Well, it turns out that the leap second implemented Tuesday night caused far more disruption than the mythical Y2K bug did fifteen years ago. That is to say, about 2000 networks around the world were down for a few minutes at midnight UTC. The same thing happened in 2012, with consequences that were a bit more severe. So we are getting better.
Wait. What is the leap second again? Well, it’s the human construct created to account for the Earth’s natural slowing due to tidal friction. Yeah, we don’t understand that either, but there it is.

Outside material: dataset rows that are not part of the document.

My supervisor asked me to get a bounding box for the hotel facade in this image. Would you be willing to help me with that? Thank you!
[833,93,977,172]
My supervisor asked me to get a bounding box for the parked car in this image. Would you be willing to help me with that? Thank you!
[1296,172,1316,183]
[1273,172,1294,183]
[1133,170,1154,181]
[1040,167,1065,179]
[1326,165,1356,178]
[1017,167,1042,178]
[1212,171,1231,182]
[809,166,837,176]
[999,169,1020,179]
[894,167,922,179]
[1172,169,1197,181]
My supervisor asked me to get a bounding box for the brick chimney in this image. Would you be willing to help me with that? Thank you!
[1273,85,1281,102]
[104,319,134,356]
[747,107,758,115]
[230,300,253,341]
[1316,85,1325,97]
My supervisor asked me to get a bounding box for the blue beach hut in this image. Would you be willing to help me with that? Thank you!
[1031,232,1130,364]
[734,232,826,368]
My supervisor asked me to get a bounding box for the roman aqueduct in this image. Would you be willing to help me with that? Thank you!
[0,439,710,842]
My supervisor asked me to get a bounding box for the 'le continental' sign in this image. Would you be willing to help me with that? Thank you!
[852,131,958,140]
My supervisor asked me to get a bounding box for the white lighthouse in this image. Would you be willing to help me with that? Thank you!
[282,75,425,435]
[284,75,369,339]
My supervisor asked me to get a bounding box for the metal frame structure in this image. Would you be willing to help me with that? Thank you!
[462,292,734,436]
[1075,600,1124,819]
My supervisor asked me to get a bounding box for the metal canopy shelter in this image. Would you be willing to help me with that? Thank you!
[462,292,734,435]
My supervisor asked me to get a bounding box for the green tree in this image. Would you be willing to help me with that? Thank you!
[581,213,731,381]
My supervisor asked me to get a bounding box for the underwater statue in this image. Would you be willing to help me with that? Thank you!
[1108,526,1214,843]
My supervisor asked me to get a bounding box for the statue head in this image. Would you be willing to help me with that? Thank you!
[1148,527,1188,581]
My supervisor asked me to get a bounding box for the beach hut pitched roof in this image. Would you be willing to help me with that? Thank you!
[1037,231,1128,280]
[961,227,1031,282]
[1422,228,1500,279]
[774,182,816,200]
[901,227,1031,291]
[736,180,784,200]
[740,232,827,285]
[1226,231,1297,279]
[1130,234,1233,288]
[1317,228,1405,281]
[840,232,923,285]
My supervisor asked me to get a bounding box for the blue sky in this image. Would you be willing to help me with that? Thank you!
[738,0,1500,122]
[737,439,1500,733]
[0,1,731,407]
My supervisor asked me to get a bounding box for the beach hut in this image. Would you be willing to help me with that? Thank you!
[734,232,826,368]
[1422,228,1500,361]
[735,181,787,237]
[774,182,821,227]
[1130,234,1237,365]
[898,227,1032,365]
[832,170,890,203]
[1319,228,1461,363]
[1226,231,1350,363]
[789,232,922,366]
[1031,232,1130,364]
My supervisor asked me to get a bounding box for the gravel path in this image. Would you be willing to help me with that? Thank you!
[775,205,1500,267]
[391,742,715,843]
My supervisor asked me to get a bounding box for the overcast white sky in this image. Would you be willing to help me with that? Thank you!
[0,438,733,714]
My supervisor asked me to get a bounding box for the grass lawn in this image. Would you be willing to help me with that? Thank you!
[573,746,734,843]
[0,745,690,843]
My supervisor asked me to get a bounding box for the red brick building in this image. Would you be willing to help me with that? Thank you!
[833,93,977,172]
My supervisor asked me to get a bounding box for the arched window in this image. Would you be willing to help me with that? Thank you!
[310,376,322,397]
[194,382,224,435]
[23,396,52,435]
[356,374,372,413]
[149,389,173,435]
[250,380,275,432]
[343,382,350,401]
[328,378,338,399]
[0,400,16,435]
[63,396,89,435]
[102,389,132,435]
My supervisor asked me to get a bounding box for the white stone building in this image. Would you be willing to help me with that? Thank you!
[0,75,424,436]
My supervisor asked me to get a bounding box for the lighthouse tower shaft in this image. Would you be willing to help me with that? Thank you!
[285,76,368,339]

But what does it mean to the watch nerds of the world? Well, besides all the handwringing by the world’s computer specialists, not a lot. Your trusty Rollie has been running a second fast since Tuesday evening, assuming you routinely set it to an Atomic Clock.
Other than that, to a watch nerd, the leap second is simply an oddity. Sailors – the ones whose need for accurate time was among the most critical – determined longitude just fine for a couple of centuries without needing to allow for it.
In fact, humans get along just fine without worrying about the leap second.
Computers on the other hand, don’t always do so well. Software, especially old software, is a harsh mistress. Rigid and unforgiving too. Witness 2012 and Tuesday night.
So stick with your Rolex and don’t let the vagaries of the internet age get you down.